(Berlin) L’Allemagne a décidé d’accroître ses livraisons d’armes à l’Ukraine en guerre, en lui dépêchant 2700 missiles antiaériens supplémentaires, tous – curieuse ironie de l’Histoire – de fabrication soviétique.

Berlin « a approuvé un soutien supplémentaire à l’Ukraine », a indiqué à l’AFP une source gouvernementale, en parlant de missiles de type Strela, qui proviennent des stocks de l’armée de l’ancienne Allemagne de l’Est communiste.

Ces stocks, acquis auprès de l’Union soviétique, avaient été intégrés dans ceux de l’armée nationale allemande, la Bundeswehr, lors de la réunification allemande en 1990, et sont donc vieux de plus de trente ans.

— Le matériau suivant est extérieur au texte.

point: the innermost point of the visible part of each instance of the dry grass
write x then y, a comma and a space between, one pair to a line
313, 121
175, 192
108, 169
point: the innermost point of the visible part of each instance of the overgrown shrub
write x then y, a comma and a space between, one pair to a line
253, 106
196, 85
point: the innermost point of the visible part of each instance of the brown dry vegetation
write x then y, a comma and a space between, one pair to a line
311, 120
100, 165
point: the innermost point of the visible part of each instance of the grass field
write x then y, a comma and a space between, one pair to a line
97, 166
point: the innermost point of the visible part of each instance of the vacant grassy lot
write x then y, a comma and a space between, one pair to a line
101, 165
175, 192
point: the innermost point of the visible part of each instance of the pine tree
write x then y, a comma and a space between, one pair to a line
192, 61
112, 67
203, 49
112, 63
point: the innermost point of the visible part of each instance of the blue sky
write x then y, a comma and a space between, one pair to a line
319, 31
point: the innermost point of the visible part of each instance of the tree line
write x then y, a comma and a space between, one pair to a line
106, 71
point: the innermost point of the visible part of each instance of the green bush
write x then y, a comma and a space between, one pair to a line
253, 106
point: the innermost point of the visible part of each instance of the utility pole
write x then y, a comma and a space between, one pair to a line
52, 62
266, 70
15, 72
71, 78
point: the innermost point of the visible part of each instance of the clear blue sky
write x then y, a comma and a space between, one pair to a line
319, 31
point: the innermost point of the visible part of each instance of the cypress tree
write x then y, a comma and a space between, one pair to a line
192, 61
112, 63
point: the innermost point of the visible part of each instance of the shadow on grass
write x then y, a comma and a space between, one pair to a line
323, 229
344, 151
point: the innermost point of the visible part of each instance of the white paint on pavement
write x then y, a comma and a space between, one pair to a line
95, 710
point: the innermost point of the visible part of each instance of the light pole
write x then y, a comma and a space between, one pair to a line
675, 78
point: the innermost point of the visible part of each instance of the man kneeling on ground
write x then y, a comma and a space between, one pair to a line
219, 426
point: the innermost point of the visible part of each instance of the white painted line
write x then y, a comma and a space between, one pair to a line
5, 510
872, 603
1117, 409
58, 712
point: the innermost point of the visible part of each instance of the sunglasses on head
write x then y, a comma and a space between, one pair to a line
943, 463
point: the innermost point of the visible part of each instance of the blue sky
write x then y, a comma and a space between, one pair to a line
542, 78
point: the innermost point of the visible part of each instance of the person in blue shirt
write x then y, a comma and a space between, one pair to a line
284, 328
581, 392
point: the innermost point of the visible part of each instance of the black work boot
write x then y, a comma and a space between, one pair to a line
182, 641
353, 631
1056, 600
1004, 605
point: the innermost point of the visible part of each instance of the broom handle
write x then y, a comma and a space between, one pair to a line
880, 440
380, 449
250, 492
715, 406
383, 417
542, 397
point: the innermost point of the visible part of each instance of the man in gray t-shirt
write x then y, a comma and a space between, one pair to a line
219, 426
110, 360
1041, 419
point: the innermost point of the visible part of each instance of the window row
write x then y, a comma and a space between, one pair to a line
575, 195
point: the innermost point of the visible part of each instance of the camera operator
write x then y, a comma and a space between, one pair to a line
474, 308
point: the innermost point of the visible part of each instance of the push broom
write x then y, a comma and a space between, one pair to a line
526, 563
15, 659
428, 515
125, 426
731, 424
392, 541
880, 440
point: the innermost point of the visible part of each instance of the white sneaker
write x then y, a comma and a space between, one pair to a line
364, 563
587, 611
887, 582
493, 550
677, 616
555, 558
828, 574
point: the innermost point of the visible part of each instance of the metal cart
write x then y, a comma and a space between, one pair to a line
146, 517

En outre, le ministère allemand de la Défense a fait parvenir ces derniers jours 18 000 casques militaires supplémentaires à Kyiv, s’ajoutant à une première livraison de 5000 unités.

Berlin avait déjà autorisé samedi la livraison à Kyiv de 500 missiles antiaériens de type Stinger, de 1400 lance-roquettes antichars et de neuf obusiers, tous arrivés entre-temps en Ukraine. Les obusiers sont aussi de fabrication soviétique.

Protestation

L’utilisation des équipements de fabrication soviétique pour venir en aide à l’Ukraine, en puisant dans les réserves de feu l’armée est-allemande communiste, fait débat depuis plusieurs semaines.

Le dernier chef de l’État de la RDA communiste, Egon Krenz, a ainsi protesté dès fin janvier contre l’idée – alors déjà discutée – d’envoyer à Kyiv des obusiers de l’armée qu’il commandait jadis, pour s’en prendre aux soldats russes en Ukraine.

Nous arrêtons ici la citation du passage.